L’étude, qui a porté sur soixante-quinze personnes, n’a pas révélé de différence entre les sexes mais Tara Cepon-Robins pense que cela est dû à la grande diversité d’âge parmi les participants. Le changement de génération qui a conduit de nombreux membres du peuple Shuar à adopter un mode de vie plus « moderne », consistant par exemple à troquer les sols en terre battue contre du béton, à améliorer les conditions d’hygiène au niveau de la cuisine et à avoir accès à l’eau salubre, les a également rendus plus conscients de la présence des agents pathogènes.
« En gros, plus on peut avoir le contrôle sur son environnement, plus on [peut ressentir du dégoût] », révèle Tara Cepon-Robins.
Dans l’ensemble, la réaction de dégoût semble servir d’avant-garde au système immunitaire des primates. « C’est la raison d’être du dégoût : nous sommes programmés pour ressentir de l’écœurement devant des choses qui [se sont avérées nuisibles] par le passé », expose-t-elle.
LA PROTECTION DE LA DESCENDANCE
La prudence des individus de sexe féminin à l’égard des sources potentielles d’infection aurait « un sens du point de vue de l’évolution », soutient Cécile Sarabian, car « c’est nous qui donnons naissance [et] qui nous occupons des petits ».
Non seulement accoucher et les élever augmente le risque d’infection pour les mères, mais les enjeux sont également plus importants puisque les femelles peuvent transmettre des maladies à leur progéniture.
Certains chercheurs émettent l’hypothèse que le dégoût serait davantage éprouvé lorsque nous sommes le plus vulnérables aux infections, par exemple au début de la grossesse, quand le système immunitaire est réprimé afin d’éviter d’attaquer l’embryon en développement.
Une récente étude portant sur la sensibilité au dégoût pendant le premier trimestre de la grossesse a révélé que, plus les futures mères étaient dégoûtées par des choses telles que le lait périmé et les blattes, moins les chercheurs trouvaient de signes de réponse immunitaire dans leur sang.
Peu importe combien nous intellectualisons les phénomènes suscitant du dégoût, nous ne pouvons y échapper.
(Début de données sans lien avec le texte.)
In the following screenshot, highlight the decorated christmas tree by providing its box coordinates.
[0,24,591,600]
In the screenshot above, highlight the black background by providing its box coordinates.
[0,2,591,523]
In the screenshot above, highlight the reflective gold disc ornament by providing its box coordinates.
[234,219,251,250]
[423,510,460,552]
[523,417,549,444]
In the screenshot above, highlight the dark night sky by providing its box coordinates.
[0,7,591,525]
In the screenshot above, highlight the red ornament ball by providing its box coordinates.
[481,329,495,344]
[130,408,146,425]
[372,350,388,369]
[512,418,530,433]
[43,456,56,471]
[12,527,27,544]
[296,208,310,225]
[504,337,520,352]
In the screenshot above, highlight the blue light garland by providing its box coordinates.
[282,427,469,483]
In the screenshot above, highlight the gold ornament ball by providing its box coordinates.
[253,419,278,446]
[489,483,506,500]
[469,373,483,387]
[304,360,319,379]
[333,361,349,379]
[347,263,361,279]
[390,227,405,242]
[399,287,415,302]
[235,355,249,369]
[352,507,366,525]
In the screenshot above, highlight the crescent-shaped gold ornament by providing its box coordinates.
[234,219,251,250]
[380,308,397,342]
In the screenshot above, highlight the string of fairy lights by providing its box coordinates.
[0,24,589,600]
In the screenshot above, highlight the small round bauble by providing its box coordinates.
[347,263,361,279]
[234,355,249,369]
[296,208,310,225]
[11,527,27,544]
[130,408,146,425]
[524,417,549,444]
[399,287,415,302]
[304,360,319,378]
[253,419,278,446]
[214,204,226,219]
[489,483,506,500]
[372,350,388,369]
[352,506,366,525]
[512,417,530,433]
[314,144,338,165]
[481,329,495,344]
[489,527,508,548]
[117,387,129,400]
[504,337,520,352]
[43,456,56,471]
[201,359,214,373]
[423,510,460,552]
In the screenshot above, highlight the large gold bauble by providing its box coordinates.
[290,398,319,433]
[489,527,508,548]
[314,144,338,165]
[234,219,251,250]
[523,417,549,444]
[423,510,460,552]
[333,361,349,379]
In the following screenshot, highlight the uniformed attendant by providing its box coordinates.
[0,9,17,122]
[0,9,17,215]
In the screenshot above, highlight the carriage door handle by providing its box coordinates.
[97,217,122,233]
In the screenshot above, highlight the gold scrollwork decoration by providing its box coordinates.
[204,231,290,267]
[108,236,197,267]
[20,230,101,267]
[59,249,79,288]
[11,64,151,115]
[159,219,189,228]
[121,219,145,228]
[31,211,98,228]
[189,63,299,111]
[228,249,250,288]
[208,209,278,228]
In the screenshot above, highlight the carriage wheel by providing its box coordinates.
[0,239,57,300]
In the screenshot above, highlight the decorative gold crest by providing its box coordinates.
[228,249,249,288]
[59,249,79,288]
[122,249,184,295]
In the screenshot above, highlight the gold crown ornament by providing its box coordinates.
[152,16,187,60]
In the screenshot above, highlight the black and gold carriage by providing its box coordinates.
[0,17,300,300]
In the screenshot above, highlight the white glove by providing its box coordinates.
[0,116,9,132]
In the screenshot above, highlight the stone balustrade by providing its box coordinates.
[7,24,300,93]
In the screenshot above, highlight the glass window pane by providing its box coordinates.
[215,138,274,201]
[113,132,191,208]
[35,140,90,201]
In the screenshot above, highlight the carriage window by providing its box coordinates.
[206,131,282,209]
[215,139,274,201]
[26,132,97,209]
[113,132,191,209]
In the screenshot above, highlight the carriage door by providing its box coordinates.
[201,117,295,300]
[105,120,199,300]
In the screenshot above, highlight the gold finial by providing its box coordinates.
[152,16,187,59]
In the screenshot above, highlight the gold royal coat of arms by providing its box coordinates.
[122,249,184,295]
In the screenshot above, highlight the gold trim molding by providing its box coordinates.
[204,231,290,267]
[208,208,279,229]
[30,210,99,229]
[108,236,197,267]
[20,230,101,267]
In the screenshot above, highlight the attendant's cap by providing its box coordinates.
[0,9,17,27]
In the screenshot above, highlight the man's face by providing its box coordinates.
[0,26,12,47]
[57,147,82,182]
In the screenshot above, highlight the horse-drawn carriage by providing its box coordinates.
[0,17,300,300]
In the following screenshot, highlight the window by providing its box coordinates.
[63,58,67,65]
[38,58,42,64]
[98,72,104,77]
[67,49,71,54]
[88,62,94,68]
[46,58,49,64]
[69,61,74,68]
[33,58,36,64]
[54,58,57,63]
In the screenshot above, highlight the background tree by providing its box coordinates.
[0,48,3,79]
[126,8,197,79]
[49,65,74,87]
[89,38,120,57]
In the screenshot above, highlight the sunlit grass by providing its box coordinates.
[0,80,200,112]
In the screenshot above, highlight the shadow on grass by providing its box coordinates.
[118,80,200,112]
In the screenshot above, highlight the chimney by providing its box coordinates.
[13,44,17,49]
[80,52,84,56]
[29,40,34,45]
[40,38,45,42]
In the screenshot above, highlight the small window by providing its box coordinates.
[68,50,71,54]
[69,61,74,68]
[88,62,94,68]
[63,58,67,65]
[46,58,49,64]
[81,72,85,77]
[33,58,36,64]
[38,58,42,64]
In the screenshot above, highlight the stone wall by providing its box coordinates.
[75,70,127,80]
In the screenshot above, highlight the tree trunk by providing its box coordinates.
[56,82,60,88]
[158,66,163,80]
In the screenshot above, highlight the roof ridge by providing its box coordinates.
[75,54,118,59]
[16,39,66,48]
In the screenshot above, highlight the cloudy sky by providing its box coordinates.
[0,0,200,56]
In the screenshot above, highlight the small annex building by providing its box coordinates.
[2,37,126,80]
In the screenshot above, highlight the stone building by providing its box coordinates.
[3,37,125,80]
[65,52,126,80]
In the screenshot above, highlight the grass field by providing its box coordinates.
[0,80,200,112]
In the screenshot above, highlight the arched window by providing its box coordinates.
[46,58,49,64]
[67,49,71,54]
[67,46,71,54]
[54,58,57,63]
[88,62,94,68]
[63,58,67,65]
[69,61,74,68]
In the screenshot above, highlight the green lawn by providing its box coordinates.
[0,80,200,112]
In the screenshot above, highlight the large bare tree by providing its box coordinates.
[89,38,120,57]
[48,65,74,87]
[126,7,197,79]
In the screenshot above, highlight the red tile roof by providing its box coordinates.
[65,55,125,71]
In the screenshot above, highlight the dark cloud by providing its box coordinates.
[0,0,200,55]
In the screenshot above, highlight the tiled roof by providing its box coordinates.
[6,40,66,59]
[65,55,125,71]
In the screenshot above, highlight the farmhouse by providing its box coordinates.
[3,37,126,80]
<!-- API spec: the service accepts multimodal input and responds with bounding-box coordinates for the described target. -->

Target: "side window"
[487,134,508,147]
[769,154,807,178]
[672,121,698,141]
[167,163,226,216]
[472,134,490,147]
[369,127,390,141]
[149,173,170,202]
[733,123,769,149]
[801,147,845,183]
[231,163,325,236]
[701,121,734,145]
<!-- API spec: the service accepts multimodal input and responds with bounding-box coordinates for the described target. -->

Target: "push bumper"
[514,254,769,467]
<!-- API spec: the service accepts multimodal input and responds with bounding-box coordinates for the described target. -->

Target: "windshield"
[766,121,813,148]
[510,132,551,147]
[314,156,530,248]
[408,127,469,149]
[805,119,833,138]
Après plus d’une décennie d’exposition aux excréments, aux fluides corporels et à d’autres stimuli dégoûtants, Cécile Sarabian se dit plus horrifiée que jamais.
« Je suis seulement beaucoup plus consciente des choses [présentes] dans mon environnement qui peuvent me faire courir des risques », déclare-t-elle. « Le dégoût n’est pas une émotion dont on peut se débarrasser si facilement. »
Cet article a initialement paru sur le site nationalgeographic.com en langue anglaise.